Felipe Magno de Almeida wrote:
...
On Fri, Feb 15, 2008 at 3:54 PM, Phil Endecott wrote:
...
This week I
 have been writing some UTF-8 encoding and decoding and
 Unicode<->iso8859 conversion algorithms.  They seem to be faster than
 the libc implementations which is satisfying especially as I haven't
 even started on the serious optimisations yet.  This will be part of
 the strings-tagged-with-character-sets stuff that I have described
 before.  Anyone interested?
Sure. Though I'm most interested in all charset conversions. But the
most usual is enough to speed up my application *a lot*.
Thanks to everyone who expressed an interest.
I will attempt to have some sort of documentation and code available in 
the next few days.  Pester me if I don't produce anything.
OK, the code is here:
   http://svn.chezphil.org/libpbe/trunk/include/charset/

and there are some very basic docs here:
   http://svn.chezphil.org/libpbe/trunk/doc/charsets/
(Have a look at intro.txt for the feature list.)

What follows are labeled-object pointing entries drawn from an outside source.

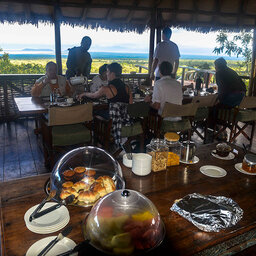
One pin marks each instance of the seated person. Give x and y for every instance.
(231, 88)
(49, 82)
(99, 80)
(167, 89)
(115, 91)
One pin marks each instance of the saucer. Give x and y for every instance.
(195, 160)
(240, 169)
(213, 171)
(229, 157)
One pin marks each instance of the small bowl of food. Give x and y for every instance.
(223, 149)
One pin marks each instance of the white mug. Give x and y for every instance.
(141, 164)
(69, 100)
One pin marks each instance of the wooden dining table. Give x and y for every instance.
(162, 188)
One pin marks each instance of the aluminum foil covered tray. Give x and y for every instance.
(209, 213)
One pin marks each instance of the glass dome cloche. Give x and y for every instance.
(124, 222)
(84, 175)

This code is not yet Boostified (namespaces, directory layout etc.)
Most of it compiles but it has hardly been exercised at all.
The functionality includes conversion between UTF-8, UCS-2, UCS-4, 
ASCII and ISO-8859-*.

Things I'd appreciate feedback on:
- What should the cs_string look like?  Basically everywhere that 
std::string uses an integer position I have the choice of a character 
position, a unit position, or an iterator - or not providing that function.
- What character sets are people interested in using (a) at the "edges" 
of their programs, and (b) in the "core"?

Regards,  Phil.